The popularity of Trump was down to his being a political outsider - ie not the Republican party. — Tim3003
Yes, votes for Trump are fundamentally a rejection of the status quo political class. The evidence for this is Bernie Sanders, who represents the same kind of rejection on the left. Two very different candidates with two very different policies, united by their ability to speak to a loss of faith in the status quo.
What's driving this at a most fundamental level is the
accelerating development of knowledge, which is driving social change at a pace faster than our ability to adapt. For every steel worker who lost their middle class union job to globalization and automation there are 20 people thinking it might be them next, and it probably will be. Perhaps the only candidate in this election to intelligently address the underlying driver of the uncertainty contagion was Andrew Yang.
The reach for extreme remedies by the broad public is going to get worse because few to none of our cultural elites, not politicians, scientists, academics or philosophers etc have the slightest clue how to effectively respond to the accelerating development of knowledge and the destabilizing social change it generates.
The heart of the problem is that the accelerating development of knowledge is challenging us to look at ever more fundamental issues at an ever faster pace. And we're just not ready.
And so a person with a rare talent for projecting confidence comes along and offers us simple solutions like Make America Great Again, and we don't know what else to do or who else to trust, so we give it a try.

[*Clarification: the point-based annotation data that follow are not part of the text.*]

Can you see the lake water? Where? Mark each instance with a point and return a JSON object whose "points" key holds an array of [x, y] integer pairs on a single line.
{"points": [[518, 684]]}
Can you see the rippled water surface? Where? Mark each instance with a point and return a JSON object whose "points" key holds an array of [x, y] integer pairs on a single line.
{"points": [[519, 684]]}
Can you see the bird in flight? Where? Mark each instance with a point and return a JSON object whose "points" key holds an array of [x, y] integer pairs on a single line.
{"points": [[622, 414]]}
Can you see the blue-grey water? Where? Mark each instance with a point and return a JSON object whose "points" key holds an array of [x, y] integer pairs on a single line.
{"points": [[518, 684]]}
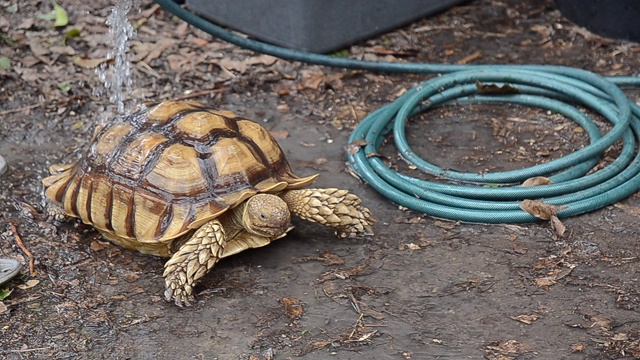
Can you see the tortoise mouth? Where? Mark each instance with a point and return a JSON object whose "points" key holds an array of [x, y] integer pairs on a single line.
{"points": [[269, 231]]}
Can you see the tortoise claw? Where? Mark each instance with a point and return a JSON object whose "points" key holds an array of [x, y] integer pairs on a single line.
{"points": [[180, 297]]}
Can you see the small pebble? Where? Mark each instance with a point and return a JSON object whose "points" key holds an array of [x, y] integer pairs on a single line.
{"points": [[3, 165]]}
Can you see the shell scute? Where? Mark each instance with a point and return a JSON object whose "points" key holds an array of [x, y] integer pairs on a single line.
{"points": [[162, 171]]}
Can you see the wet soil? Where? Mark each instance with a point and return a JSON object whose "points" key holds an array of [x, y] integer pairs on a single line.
{"points": [[421, 288]]}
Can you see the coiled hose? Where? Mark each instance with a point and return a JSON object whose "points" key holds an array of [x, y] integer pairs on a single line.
{"points": [[490, 197]]}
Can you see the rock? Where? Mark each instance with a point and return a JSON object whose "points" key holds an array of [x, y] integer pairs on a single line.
{"points": [[3, 165]]}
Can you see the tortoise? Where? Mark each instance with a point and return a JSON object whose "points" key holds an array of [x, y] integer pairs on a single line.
{"points": [[195, 184]]}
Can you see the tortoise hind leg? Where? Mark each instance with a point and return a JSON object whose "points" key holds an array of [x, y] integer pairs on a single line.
{"points": [[192, 261], [335, 208]]}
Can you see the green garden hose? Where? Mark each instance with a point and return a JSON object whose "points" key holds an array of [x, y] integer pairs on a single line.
{"points": [[489, 197]]}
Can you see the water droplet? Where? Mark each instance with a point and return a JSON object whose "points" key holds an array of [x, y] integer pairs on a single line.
{"points": [[116, 75]]}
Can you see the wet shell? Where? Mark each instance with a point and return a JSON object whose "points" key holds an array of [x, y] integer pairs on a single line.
{"points": [[163, 171]]}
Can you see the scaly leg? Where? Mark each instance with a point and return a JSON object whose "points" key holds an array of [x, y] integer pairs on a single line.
{"points": [[192, 261], [335, 208]]}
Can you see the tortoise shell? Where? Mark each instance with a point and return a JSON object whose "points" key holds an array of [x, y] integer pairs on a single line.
{"points": [[163, 171]]}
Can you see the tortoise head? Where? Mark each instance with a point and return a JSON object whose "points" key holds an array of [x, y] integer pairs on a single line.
{"points": [[266, 215]]}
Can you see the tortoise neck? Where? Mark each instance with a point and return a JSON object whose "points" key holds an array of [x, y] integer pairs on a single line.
{"points": [[232, 221]]}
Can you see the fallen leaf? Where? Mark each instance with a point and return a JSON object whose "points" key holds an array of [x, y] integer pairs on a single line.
{"points": [[312, 81], [526, 319], [279, 134], [410, 246], [545, 281], [577, 347], [261, 59], [620, 337], [97, 245], [329, 258], [61, 17], [4, 293], [89, 63], [540, 210], [5, 63], [506, 350], [29, 284], [130, 277], [292, 307], [537, 181]]}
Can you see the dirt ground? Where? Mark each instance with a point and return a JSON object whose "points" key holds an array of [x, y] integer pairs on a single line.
{"points": [[421, 288]]}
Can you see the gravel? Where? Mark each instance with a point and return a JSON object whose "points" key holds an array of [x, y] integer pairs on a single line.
{"points": [[3, 165]]}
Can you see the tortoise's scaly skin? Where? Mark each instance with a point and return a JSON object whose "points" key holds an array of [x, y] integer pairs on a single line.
{"points": [[180, 180]]}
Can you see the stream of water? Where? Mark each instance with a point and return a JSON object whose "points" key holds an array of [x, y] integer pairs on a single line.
{"points": [[116, 75]]}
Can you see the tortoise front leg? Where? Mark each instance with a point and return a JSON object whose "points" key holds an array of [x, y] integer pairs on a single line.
{"points": [[192, 261], [335, 208]]}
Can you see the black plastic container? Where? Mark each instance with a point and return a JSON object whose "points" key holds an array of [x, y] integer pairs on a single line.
{"points": [[612, 18], [315, 25]]}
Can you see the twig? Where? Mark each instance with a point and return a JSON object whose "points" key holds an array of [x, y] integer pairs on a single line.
{"points": [[11, 111], [355, 327], [24, 249], [29, 350], [202, 93]]}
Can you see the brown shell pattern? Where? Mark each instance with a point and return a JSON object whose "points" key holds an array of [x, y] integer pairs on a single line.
{"points": [[163, 171]]}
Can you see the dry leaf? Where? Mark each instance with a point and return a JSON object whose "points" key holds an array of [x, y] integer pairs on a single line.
{"points": [[261, 59], [557, 226], [130, 277], [507, 349], [312, 81], [329, 258], [29, 284], [97, 245], [620, 337], [537, 181], [526, 319], [279, 134], [545, 281], [292, 307], [577, 347], [88, 63], [540, 210], [410, 246]]}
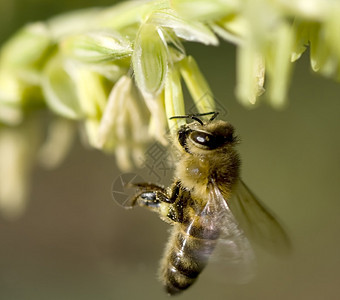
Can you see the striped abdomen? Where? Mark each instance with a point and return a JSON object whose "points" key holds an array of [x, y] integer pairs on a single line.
{"points": [[187, 253]]}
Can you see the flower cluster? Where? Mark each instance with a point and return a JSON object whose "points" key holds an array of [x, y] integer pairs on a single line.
{"points": [[117, 72]]}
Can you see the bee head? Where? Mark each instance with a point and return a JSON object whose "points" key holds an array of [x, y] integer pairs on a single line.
{"points": [[201, 137]]}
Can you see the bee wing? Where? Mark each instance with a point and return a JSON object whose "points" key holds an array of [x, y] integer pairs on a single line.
{"points": [[233, 254], [259, 225]]}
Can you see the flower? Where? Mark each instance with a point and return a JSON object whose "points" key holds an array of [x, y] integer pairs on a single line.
{"points": [[118, 70]]}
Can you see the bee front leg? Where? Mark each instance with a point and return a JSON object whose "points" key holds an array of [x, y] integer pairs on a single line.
{"points": [[149, 195], [156, 198]]}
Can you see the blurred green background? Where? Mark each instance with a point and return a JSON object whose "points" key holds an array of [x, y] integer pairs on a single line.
{"points": [[74, 242]]}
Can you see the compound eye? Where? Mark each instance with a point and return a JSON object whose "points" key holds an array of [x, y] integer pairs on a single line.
{"points": [[205, 139]]}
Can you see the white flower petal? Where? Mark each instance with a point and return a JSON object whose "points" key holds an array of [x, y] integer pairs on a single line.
{"points": [[185, 29], [197, 85]]}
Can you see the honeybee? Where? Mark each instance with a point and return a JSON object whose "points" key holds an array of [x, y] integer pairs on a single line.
{"points": [[208, 204]]}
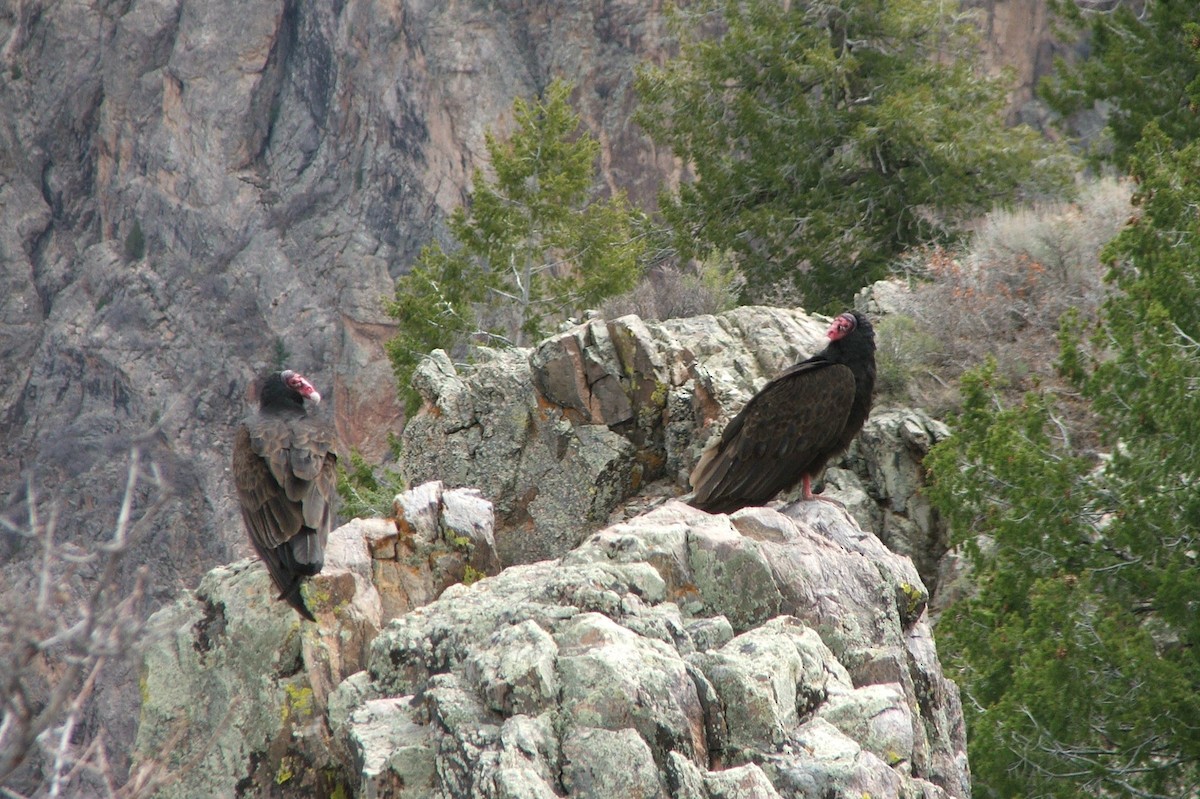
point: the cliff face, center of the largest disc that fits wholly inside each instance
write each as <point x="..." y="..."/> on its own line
<point x="191" y="191"/>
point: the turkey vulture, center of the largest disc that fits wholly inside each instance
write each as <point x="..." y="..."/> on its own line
<point x="787" y="431"/>
<point x="283" y="464"/>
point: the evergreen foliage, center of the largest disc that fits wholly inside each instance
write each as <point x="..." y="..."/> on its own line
<point x="1141" y="64"/>
<point x="366" y="492"/>
<point x="533" y="246"/>
<point x="829" y="136"/>
<point x="1079" y="653"/>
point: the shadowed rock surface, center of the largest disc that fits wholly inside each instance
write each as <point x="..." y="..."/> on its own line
<point x="677" y="654"/>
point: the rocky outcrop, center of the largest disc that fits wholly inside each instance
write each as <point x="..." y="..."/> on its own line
<point x="235" y="685"/>
<point x="677" y="654"/>
<point x="562" y="436"/>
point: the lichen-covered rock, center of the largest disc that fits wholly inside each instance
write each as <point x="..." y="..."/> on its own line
<point x="645" y="664"/>
<point x="246" y="683"/>
<point x="881" y="485"/>
<point x="438" y="538"/>
<point x="547" y="478"/>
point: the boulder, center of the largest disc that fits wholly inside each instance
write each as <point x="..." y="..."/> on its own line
<point x="567" y="436"/>
<point x="676" y="654"/>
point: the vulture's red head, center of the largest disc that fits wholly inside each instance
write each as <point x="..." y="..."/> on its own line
<point x="299" y="384"/>
<point x="286" y="390"/>
<point x="843" y="326"/>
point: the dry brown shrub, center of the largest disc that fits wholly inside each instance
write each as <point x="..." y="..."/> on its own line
<point x="1005" y="293"/>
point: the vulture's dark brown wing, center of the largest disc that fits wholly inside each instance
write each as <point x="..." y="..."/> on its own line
<point x="286" y="475"/>
<point x="786" y="430"/>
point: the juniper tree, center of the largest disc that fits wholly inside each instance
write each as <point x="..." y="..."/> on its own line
<point x="828" y="136"/>
<point x="1079" y="656"/>
<point x="533" y="245"/>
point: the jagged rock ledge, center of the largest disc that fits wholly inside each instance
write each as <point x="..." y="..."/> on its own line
<point x="677" y="654"/>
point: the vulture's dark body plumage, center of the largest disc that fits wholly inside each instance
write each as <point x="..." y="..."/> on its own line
<point x="285" y="467"/>
<point x="787" y="431"/>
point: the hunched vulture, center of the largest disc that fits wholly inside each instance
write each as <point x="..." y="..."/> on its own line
<point x="787" y="431"/>
<point x="285" y="467"/>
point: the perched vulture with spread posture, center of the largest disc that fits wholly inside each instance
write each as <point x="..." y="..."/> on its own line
<point x="787" y="431"/>
<point x="283" y="464"/>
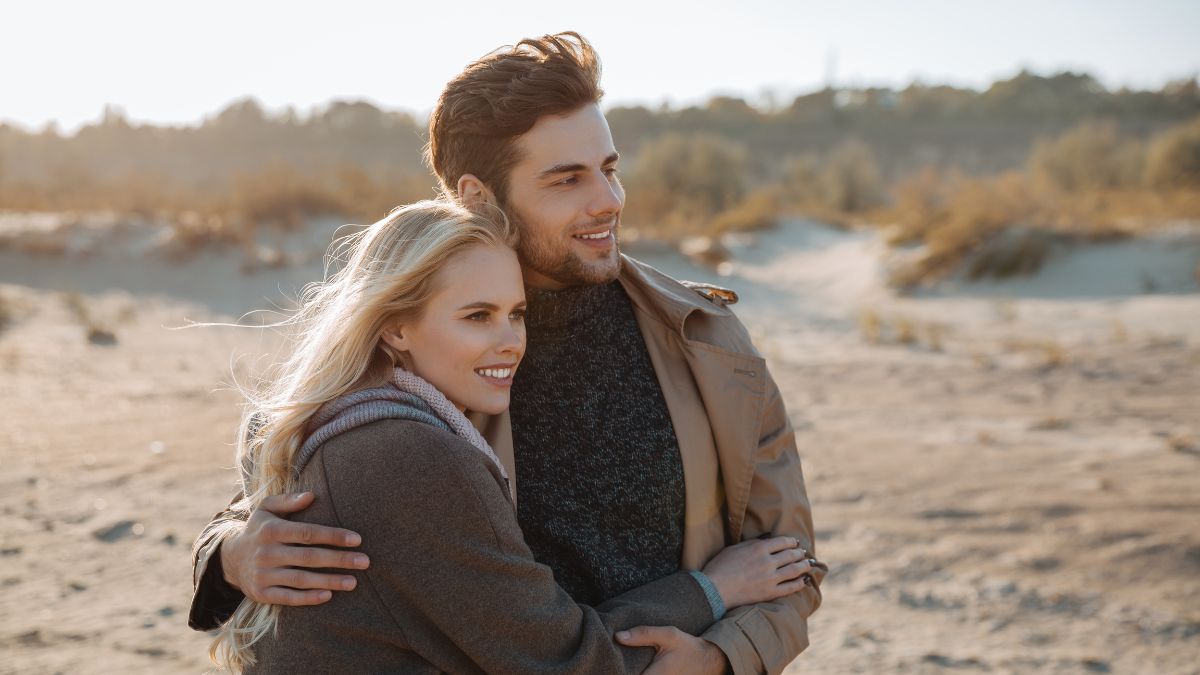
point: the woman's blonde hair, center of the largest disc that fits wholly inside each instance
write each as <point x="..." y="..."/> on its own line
<point x="388" y="279"/>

His personal charisma - as witnessed by a successful TV career - is considerable, whatever we think of his politics he is great at communicating with the uneducated and fearful conservatives of rural USA. — Tim3003
It's more complicated than that. The "uneducated and fearful" rural folks you speak of have correctly identified that the status quo political class is corrupt, and more importantly, incapable of dealing with the challenges of the 21st century. They are united with the educated and urban folks who have come to the same correct conclusion. Bernie Sanders is even more radical than Trump because, unlike Trump, he sincerely believes in his prescriptions. Bernie Sanders would be a far bigger gamble than Trump, who has left the country largely unchanged.
Furthermore, while I'm ranting, the insistence of SO MANY liberals on insulting rural and working class Americans is an act of pure stupidity. Nothing that we liberals care about will ever be achievable and durable without bringing a great many of the red states folks on board. So long as insult based polarization persists then anything we might achieve will simply be reversed the next time the political pendulum swings.
We don't win until we make some kind of peace with all those red states you see spread across the heart of America.